Son cosas de la vida
Por hoy dejamos de lado el análisis que estamos realizando desde esta columna, en cuanto a las falencias y mejoras que entendemos pueden apuntar a variar nuestro fútbol a nivel competitivo, porque ocurrieron otros hechos en los cuales queremos expresar nuestra opinión.
QUE EN PAZ DESCANSE
Damiani expresó que estamos a un paso del régimen amateur y que sigue preocupado porque la gente no va a la cancha entendiendo que el fútbol como espectáculo recaudador, no existe.
Damiani como otras tantas veces –inteligente y sagaz en esto del fútbol– busca conmover el ambiente y lo hace drástica y duramente. Tiene razón porque tenemos un fútbol donde los actores ganan menos pues se les redujo el salario –léase presupuesto con topes a partir de 2001–, sin embargo las canchas no tienen lugar para incluir más publicidad.
El torneo de la B –ridículamente denominado Segunda Divisional Profesional– retrasó el comienzo debido a que varios equipos, incluso de larga historia en nuestro balompié, no se presentarían.
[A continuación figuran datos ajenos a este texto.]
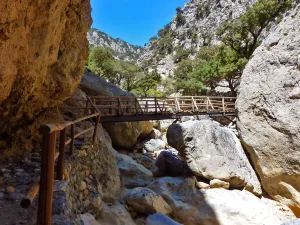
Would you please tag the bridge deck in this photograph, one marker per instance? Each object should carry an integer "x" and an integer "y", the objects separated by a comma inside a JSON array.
[{"x": 127, "y": 108}]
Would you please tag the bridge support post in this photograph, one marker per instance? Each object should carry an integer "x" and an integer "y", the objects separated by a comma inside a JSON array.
[{"x": 47, "y": 180}]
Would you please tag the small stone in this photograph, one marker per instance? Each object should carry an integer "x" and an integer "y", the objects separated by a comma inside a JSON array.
[
  {"x": 216, "y": 183},
  {"x": 15, "y": 196},
  {"x": 151, "y": 155},
  {"x": 10, "y": 189},
  {"x": 140, "y": 221},
  {"x": 202, "y": 185},
  {"x": 19, "y": 170},
  {"x": 82, "y": 186}
]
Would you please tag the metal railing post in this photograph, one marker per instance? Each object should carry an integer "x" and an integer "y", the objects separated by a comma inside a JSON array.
[
  {"x": 47, "y": 180},
  {"x": 62, "y": 146},
  {"x": 96, "y": 129},
  {"x": 72, "y": 139}
]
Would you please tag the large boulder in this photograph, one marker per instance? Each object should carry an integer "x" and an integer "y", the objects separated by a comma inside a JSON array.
[
  {"x": 212, "y": 206},
  {"x": 146, "y": 201},
  {"x": 43, "y": 49},
  {"x": 133, "y": 174},
  {"x": 268, "y": 111},
  {"x": 126, "y": 134},
  {"x": 154, "y": 145},
  {"x": 160, "y": 219},
  {"x": 214, "y": 152},
  {"x": 292, "y": 222},
  {"x": 95, "y": 85},
  {"x": 115, "y": 215}
]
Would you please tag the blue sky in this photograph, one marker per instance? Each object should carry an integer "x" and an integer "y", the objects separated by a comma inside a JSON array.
[{"x": 135, "y": 21}]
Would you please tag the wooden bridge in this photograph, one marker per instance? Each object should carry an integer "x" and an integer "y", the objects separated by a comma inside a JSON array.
[
  {"x": 127, "y": 108},
  {"x": 98, "y": 109}
]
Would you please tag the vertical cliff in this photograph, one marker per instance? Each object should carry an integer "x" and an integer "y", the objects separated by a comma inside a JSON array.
[{"x": 43, "y": 48}]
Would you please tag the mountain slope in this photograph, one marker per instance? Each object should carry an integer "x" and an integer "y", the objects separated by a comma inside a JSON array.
[
  {"x": 192, "y": 27},
  {"x": 122, "y": 49}
]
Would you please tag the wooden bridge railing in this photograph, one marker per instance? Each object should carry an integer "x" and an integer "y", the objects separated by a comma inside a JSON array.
[
  {"x": 44, "y": 184},
  {"x": 124, "y": 105},
  {"x": 99, "y": 106}
]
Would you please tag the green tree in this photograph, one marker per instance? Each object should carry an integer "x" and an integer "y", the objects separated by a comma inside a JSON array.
[
  {"x": 181, "y": 54},
  {"x": 165, "y": 45},
  {"x": 165, "y": 31},
  {"x": 180, "y": 20},
  {"x": 243, "y": 35}
]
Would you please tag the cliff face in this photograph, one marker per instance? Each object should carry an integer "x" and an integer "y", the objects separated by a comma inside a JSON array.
[
  {"x": 197, "y": 27},
  {"x": 122, "y": 49},
  {"x": 43, "y": 48},
  {"x": 268, "y": 111}
]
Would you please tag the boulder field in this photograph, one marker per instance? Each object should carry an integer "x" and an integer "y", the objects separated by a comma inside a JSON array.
[{"x": 268, "y": 106}]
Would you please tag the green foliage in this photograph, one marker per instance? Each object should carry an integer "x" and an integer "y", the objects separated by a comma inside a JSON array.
[
  {"x": 126, "y": 75},
  {"x": 226, "y": 62},
  {"x": 194, "y": 37},
  {"x": 153, "y": 39},
  {"x": 165, "y": 31},
  {"x": 181, "y": 54},
  {"x": 165, "y": 45},
  {"x": 202, "y": 11},
  {"x": 100, "y": 60},
  {"x": 180, "y": 20},
  {"x": 244, "y": 34}
]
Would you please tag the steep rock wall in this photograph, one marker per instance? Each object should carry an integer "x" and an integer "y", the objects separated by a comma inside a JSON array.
[
  {"x": 43, "y": 48},
  {"x": 268, "y": 111}
]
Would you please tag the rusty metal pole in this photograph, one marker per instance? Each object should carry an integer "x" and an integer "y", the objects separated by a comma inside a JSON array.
[
  {"x": 96, "y": 129},
  {"x": 62, "y": 146},
  {"x": 72, "y": 139},
  {"x": 47, "y": 180},
  {"x": 86, "y": 108}
]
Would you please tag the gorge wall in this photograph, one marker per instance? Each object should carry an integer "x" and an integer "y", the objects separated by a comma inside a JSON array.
[
  {"x": 43, "y": 48},
  {"x": 268, "y": 111}
]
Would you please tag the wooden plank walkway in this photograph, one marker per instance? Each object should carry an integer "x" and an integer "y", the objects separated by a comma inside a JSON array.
[
  {"x": 127, "y": 108},
  {"x": 100, "y": 109}
]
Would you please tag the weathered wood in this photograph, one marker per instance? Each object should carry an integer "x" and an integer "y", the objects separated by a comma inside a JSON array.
[
  {"x": 47, "y": 180},
  {"x": 62, "y": 146},
  {"x": 72, "y": 139},
  {"x": 96, "y": 129}
]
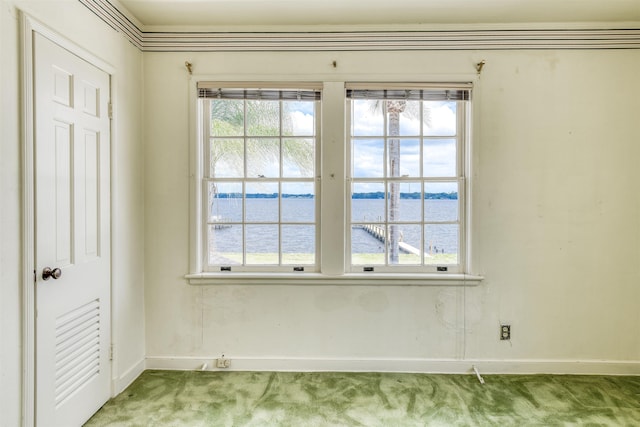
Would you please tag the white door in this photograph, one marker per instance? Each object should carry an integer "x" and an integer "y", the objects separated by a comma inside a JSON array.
[{"x": 72, "y": 220}]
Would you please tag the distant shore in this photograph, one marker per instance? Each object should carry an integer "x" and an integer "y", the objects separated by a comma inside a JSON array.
[{"x": 374, "y": 195}]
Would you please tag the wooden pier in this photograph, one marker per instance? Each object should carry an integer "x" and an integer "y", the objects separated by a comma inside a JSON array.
[
  {"x": 380, "y": 233},
  {"x": 218, "y": 222}
]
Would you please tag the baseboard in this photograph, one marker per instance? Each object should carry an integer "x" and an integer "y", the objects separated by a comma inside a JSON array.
[
  {"x": 124, "y": 380},
  {"x": 441, "y": 366}
]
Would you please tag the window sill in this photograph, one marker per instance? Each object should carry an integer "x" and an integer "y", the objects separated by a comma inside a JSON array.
[{"x": 362, "y": 279}]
De la integración queda poco y nada. Frontera no asegura su participación y del resto del país no aparecen nuevos candidatos.
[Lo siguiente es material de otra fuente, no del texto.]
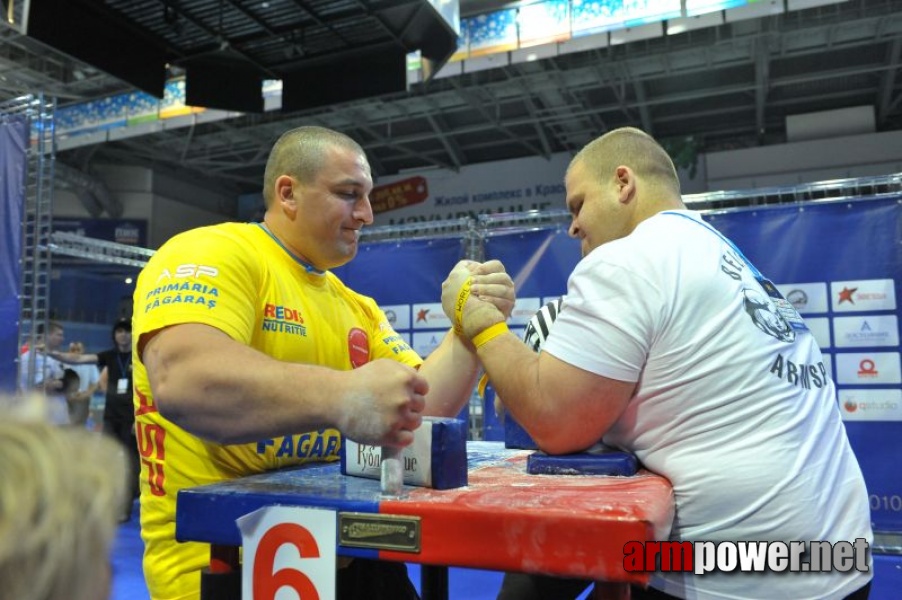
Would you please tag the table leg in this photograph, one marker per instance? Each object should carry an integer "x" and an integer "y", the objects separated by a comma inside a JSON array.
[
  {"x": 222, "y": 580},
  {"x": 434, "y": 582}
]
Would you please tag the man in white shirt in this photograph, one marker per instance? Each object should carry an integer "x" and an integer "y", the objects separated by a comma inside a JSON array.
[
  {"x": 39, "y": 372},
  {"x": 672, "y": 345}
]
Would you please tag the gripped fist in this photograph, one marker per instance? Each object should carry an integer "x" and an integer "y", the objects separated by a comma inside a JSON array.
[
  {"x": 490, "y": 300},
  {"x": 383, "y": 404},
  {"x": 491, "y": 283}
]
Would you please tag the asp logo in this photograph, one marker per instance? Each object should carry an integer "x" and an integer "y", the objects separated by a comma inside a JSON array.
[{"x": 188, "y": 271}]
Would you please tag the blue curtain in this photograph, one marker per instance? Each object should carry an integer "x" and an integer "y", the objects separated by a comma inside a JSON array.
[{"x": 13, "y": 149}]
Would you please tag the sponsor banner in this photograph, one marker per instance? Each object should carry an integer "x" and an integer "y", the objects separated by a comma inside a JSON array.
[
  {"x": 398, "y": 315},
  {"x": 866, "y": 330},
  {"x": 820, "y": 329},
  {"x": 868, "y": 368},
  {"x": 863, "y": 295},
  {"x": 828, "y": 364},
  {"x": 505, "y": 186},
  {"x": 430, "y": 316},
  {"x": 424, "y": 342},
  {"x": 399, "y": 194},
  {"x": 807, "y": 298},
  {"x": 122, "y": 231},
  {"x": 870, "y": 405}
]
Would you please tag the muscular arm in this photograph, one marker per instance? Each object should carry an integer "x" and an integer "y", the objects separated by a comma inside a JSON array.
[
  {"x": 451, "y": 370},
  {"x": 452, "y": 367},
  {"x": 562, "y": 407},
  {"x": 222, "y": 390}
]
Nosotros entendemos que la ausencia de público –factor primordial como forma de solventar los espectáculos en nuestro fútbol– cuenta con tres puntas que rompen los ojos y por allí se explica en gran parte parte la ausencia de aficionados: pobres espectáculos (incluye ausencia de figuras salientes), seguridad y economía.
Estos tres elementos forman parte de un gran abanico que merece un comentario más profundo.
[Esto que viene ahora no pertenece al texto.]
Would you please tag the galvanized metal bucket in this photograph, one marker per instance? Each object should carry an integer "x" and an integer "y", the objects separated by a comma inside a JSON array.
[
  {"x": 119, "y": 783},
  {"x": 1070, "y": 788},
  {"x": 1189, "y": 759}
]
Pero el tema es que no se hace nada por afrontar el problema desde un punto de vista racional para encontrar soluciones o al menos darle variantes.
Damiani fue crudo y compartimos su dichos porque tiene realismo ante todo, por aquello de que la verdad es la verdad y no lo que la gente cree.
DE PUNTA
Así está Peñarol, líder del torneo local. En dos fechas se fue arriba y se terminaron las críticas, los insultos de algunos hinchas y otras «malas yerbas».
Por razones históricas, de tradición, plantel, buenos salarios, concentraciones y cuidados –en definitiva no otra cosa que un equipo profesional–, definirá el año.
No tenemos la bola de cristal, pero no es raro que junto a Nacional y a alguno más que se pueda colar –por ejemplo Defensor– decidirán quién es el mejor del año.
BIENVENIDO
Cuando un equipo uruguayo pasa a otra etapa en un torneo internacional se debe resaltar. Nacional lo logró y con un gran aditivo porque ganó su último partido, de visitante y en la altura, la misma que los tricolores criticaron cuando no les fue bien.
El técnico insiste con repetir movimientos, asegurar la pelota, aplicar velocidad, movilidad y sorpresa y con eso, sale del común de nuestro chato panorama. Bien por De León y por los jugadores que se aplican y se esfuerzan por progresar. En definitiva, por nuestra mejor salud futbolística.
No quiero olvidarme de Jorge González, el técnico de Cerro que merece un aplauso por el empate con Nacional, porque hizo crecer sus acciones.
Quienes lo tildaron de suicida empiezan a mirarlo con otra cara. Muy bien por Jorge que junto a De León, Fossati y Beethoven Javier mantienen una línea por encima de resultados, apuntando a mejorar bastante un fútbol que camina sin rumbo conocido.